What can I say about winning two US Amateur’s? I remember both wins
vividly…I didn’t realize it at the time…but in hindsight…that was the
best golf of my career during that 2-3 year span.

Let me set the stage…I won the US Junior Girls in 1994. I beat Molly
Cooper in the final match at Meadow Lark Country Club in Great Falls,
Montana. That win inspired me to want to achieve bigger and better
things in golf.

1995…The Country Club in Brookline, MA. That was the site of the US
Amateur. I remember registering for the event and catching a glimpse of
the trophy…it is still to this day the most incredible and beautiful
trophy I have ever seen. Then my Mom told me she had the perfect table
for that trophy to go on in our house…that was all the motivation I
needed.

I remember my first match. It was against Caroline Peek. She was a
bomber and could take advantage of the Par 5’. Here’s the thing: her
power didn’t faze me a bit. Match play is such a mental thing. You have
to keep the momentum steady and never get too high or too low…the second
you loose focus is when you start getting beat. It is imperative to
stay in the moment and focus on the shot at hand. I hit Driver, 5 wood
into the 1st hole. Caroline hit Driver, mid iron. I made par and was 1up after the 1st. I kept chipping away at my matches…one match at a time…and I kept winning.

I remember my match against Kellee Booth. She was one of my biggest
competitor’s during my Junior Career. She was a very talented and well
rounded player. That match went to the 18th. I won it 1up. That’s when I knew I was going to win my first US Amateur.

I played Se Ri Park (now known as Se Ri Pak) in the semi finals. I
beat her 5&4. She paved the way for so many of the Korean players
and was inducted into the LPGA Hall of Fame in 2007 at 30 year’s old.

I remember my warm up for the final match. I always start my warm up
with wedges. Here I am on the biggest stage of my career and my first 3
shots were hosel rockets. My palms started sweating, my heart started
racing and I thought, “holy crap…here I am and I have the shanks.” I did
the only thing I knew to do…I stood further away from the ball and my
“Spanish Fades” disappeared. My final match was against an Australian
player name Anne Marie Knight…I won that match 4&3.
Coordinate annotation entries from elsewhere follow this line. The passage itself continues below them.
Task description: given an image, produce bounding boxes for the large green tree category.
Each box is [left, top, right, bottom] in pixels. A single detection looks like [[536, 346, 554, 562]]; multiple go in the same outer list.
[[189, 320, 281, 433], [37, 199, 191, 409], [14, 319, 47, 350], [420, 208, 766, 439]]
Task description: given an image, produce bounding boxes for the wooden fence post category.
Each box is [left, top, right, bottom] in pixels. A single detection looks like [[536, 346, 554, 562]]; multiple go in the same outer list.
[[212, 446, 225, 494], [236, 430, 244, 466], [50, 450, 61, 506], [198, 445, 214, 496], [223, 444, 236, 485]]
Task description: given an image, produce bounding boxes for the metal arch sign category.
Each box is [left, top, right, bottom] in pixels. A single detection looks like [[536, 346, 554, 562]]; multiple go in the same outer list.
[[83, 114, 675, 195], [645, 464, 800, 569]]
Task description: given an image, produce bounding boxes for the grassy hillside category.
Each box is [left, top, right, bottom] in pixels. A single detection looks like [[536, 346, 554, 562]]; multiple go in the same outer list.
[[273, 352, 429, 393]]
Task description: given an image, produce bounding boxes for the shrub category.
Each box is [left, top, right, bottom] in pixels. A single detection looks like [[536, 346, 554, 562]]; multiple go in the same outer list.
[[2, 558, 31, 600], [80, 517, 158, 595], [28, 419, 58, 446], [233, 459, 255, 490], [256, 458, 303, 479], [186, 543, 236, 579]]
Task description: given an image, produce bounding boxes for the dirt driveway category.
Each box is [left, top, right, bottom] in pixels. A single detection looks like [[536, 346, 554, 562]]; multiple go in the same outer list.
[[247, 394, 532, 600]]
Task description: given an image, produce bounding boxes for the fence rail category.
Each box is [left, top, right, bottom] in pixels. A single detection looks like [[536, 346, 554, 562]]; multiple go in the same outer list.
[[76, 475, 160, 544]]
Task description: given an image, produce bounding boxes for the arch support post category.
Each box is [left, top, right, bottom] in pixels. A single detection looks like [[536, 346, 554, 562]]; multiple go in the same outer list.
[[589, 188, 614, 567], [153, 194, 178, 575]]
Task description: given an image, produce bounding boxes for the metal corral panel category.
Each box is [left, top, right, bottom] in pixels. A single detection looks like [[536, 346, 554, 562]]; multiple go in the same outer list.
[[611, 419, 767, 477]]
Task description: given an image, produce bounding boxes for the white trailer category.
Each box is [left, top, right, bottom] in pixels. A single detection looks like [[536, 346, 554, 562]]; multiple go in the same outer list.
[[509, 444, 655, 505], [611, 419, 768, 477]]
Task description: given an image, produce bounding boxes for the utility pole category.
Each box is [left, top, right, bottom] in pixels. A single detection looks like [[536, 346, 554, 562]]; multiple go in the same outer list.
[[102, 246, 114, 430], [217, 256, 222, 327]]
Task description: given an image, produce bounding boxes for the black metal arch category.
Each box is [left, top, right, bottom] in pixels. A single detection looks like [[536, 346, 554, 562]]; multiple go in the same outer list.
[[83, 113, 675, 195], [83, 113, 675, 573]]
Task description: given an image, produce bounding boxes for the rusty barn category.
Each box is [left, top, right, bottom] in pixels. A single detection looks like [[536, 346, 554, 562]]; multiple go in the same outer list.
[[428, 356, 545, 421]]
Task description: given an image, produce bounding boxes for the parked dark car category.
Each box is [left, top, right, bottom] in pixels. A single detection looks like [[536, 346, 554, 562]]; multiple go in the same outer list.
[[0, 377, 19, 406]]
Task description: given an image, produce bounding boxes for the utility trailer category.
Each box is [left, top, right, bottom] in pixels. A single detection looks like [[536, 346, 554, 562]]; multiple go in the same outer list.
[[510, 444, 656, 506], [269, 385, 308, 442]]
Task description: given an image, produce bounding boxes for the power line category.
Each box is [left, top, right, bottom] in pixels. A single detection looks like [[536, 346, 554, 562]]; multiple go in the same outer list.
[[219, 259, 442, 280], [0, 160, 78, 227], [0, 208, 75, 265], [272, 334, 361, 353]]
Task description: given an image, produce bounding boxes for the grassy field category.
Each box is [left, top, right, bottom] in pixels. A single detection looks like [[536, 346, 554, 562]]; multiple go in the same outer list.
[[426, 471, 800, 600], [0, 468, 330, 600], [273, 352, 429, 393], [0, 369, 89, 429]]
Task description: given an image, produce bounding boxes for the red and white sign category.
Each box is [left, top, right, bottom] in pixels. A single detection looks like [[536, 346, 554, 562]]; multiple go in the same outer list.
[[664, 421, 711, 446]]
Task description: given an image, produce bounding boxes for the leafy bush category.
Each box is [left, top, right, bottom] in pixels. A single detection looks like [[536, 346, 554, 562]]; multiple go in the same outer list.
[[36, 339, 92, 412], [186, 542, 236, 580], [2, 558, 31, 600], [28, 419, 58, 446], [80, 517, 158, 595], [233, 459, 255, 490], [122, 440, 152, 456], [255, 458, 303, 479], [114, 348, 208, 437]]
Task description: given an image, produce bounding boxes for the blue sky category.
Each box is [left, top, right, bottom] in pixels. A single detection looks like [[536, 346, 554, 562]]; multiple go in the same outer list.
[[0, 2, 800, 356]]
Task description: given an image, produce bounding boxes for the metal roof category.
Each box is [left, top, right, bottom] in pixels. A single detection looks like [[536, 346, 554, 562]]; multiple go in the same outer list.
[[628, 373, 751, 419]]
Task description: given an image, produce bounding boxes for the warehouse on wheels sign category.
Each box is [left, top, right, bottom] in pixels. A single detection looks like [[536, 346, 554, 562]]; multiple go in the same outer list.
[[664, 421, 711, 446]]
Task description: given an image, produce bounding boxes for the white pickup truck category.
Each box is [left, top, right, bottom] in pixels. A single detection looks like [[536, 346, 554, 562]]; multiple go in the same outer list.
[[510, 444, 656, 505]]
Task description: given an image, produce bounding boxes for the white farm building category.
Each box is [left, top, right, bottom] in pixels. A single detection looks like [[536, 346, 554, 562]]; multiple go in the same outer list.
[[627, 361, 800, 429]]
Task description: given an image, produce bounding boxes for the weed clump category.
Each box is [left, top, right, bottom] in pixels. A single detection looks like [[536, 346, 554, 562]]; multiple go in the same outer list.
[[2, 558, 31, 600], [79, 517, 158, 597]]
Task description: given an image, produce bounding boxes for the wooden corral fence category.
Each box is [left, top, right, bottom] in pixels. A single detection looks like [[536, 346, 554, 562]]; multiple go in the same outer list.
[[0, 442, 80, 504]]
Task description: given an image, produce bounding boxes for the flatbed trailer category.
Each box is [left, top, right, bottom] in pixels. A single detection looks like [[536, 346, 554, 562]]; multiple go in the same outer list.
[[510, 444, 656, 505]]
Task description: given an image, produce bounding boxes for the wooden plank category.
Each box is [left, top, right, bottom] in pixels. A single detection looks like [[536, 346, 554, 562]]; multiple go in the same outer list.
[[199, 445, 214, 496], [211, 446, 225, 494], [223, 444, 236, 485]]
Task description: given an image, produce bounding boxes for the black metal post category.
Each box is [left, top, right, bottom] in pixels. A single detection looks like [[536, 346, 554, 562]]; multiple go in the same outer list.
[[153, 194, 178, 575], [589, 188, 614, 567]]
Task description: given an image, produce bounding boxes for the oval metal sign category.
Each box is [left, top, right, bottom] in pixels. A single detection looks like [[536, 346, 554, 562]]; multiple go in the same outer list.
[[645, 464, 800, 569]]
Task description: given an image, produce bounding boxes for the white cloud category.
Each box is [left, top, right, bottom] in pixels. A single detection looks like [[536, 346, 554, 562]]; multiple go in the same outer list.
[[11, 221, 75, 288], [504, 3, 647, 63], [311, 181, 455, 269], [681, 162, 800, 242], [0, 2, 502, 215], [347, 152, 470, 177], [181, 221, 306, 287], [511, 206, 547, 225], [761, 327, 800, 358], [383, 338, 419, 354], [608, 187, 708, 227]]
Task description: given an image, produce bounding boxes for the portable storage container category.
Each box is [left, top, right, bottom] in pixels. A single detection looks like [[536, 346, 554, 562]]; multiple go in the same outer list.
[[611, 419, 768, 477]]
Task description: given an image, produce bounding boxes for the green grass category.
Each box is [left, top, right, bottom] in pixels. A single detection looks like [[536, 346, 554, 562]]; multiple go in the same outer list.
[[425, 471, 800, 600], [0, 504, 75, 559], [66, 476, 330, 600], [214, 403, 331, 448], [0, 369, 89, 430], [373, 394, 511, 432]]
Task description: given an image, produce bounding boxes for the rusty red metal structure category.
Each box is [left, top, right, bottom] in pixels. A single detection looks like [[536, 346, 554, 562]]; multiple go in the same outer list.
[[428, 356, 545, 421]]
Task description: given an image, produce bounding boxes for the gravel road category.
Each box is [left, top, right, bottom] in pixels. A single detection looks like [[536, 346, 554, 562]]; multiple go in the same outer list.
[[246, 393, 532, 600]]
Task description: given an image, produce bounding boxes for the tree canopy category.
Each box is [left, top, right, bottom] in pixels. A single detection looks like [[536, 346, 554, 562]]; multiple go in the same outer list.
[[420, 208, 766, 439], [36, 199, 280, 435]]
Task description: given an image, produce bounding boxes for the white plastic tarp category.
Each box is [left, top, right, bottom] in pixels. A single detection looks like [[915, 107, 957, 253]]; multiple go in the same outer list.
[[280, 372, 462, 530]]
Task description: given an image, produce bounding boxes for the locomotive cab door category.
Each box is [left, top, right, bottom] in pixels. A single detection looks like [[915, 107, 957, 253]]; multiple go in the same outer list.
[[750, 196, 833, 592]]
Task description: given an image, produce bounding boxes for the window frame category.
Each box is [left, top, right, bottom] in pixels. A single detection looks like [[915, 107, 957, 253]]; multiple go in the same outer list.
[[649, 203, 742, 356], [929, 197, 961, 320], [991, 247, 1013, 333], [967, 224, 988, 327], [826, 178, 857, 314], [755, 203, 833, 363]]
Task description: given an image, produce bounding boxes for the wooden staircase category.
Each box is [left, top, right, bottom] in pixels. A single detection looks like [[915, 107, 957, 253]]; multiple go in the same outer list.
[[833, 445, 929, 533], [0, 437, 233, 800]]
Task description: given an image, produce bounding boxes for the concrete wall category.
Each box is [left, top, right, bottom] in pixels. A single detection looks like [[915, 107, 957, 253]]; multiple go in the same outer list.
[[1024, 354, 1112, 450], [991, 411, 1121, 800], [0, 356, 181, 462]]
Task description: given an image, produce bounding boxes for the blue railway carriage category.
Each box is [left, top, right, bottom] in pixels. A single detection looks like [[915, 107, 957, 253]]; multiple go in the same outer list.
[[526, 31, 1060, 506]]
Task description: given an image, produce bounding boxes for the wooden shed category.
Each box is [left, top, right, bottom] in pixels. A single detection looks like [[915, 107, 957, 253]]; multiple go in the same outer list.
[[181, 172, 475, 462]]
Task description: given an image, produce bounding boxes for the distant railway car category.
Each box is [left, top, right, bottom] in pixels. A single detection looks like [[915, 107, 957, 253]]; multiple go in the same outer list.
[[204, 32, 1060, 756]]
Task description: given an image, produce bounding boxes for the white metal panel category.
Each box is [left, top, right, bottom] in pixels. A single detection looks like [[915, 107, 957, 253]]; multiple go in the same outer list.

Let’s go to 1996…Firethorn Country Club in Lincoln, Nebraska. I was
the defending Champion. I took one look at “my trophy” and knew I had to
bring it home to go on my Momma’s table. So I did just that. I beat
Marisa Baena in the finals and won 3&2.

Here’s what I remember most about my wins…consistency and the will to
never quit. Let’s face it…everyone is talented when you get to that
level of competition…but the person who wins is the one who stays the
most even keeled and doesn’t get ahead of themselves. The one shot at a
time mentality is a must.

My advice to any young aspiring golfer: work hard, but most
importantly…have fun. Commit yourself to small goals each day and when
you achieve your daily goal…leave for the day and do something away from
the course. Expect that there will be highs and lows…don’t give the
lows too much merit. Focus on the highs and keep building on them…that
will do nothing but help develop and build confidence. Confidence is a
tricky thing…but it is a vital component to successful golf. And like I
mentioned earlier…have fun and enjoy the walk…golf is an incredible
game…don’t ever lose sight that it is in fact just a game.